- U.S. settlement over Iran, Sudan controls seen in coming weeks
- Accord said to involve deferred-prosecution agreement
Credit Agricole SA is poised to pay as much as $1 billion to U.S. regulators to settle allegations that it violated U.S. sanctions aimed at Iran and Sudan, according to a person briefed on the matter.
Negotiations between the French bank and U.S. regulators continue and the total amount isn’t final, the person said. The settlement would involve a deferred-prosecution agreement with the Justice Department and could come within weeks, according to the person, who asked not to be identified because the discussions are private.
Foreign banks have been increasingly eager to cooperate with U.S. prosecutors since last year when BNP Paribas SA agreed to plead guilty and pay almost $9 billion for violating bans on doing business involving Sudan, Iran and Cuba. Earlier this year, Commerzbank AG entered a deferred-prosecution agreement to resolve allegations that it violated U.S. sanctions laws against Iran. The bank paid $1.15 billion to settle that matter and an additional $300 million for violations related to money laundering.
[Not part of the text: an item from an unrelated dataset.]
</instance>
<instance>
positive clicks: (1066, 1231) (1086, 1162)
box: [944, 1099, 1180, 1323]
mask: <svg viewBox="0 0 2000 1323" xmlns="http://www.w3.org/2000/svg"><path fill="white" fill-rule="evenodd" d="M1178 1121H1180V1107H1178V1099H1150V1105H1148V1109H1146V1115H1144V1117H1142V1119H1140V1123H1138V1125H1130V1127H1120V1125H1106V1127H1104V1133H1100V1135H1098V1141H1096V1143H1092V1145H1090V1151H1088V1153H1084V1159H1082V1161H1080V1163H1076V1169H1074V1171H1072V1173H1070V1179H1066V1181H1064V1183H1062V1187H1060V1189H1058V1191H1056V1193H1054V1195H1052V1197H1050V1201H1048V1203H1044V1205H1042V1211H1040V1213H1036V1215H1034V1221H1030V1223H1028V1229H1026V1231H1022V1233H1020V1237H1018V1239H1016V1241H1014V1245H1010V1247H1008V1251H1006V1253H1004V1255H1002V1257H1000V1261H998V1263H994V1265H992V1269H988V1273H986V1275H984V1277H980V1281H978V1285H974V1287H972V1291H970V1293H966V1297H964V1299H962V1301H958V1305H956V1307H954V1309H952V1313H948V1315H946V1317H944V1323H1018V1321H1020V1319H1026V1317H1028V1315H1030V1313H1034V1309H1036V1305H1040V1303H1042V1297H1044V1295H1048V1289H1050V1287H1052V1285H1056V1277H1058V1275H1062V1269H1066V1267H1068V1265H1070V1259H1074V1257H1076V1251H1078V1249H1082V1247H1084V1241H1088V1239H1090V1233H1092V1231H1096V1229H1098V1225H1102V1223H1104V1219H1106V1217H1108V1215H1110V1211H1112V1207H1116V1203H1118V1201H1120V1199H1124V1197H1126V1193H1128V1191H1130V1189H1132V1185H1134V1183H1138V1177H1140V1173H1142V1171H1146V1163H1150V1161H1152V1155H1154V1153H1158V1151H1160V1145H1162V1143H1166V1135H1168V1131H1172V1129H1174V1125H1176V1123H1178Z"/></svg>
“There seem to be no guilty plea and Credit Agricole’s penalty would be at a much lower level compared with BNP’s,” said Karim Bertoni, who helps manage more than $6 billion at Bellevue Asset Management in Switzerland. “It’s a one-off that actually provides visibility and the bank can move on.”
Credit Agricole fell 0.6 percent to 11.78 euros by 10:07 a.m. in Paris trading, giving the lender a market value of about 31 billion euros ($34.7 billion). The benchmark STOXX Europe 600 Banks Index fell 1.2 percent.
The Justice Department, the Federal Reserve and the U.S. Treasury’s Office of Foreign Assets Control are investigating Credit Agricole on the federal level. In New York, it’s being handled by the Department of Financial Services, which regulates banks, and the Manhattan District Attorney’s office, which has originated a number of sanctions violations cases against global banks.
Credit Agricole spokeswoman Anne-Sophie Gentil declined to comment. Spokesmen for the Justice Department, the Manhattan District Attorney and the DFS also declined to comment.
The bank said last month that it set aside 350 million euros for legal costs in the second quarter related to the U.S. investigation, adding that it will probably be resolved in coming months. That brought Credit Agricole’s total litigation provisions to 1.6 billion euros.
Other European lenders including Deutsche Bank AG and Societe Generale SA also remain under investigation for sanctions violations.
The settlement talks were reported earlier Wednesday by Reuters.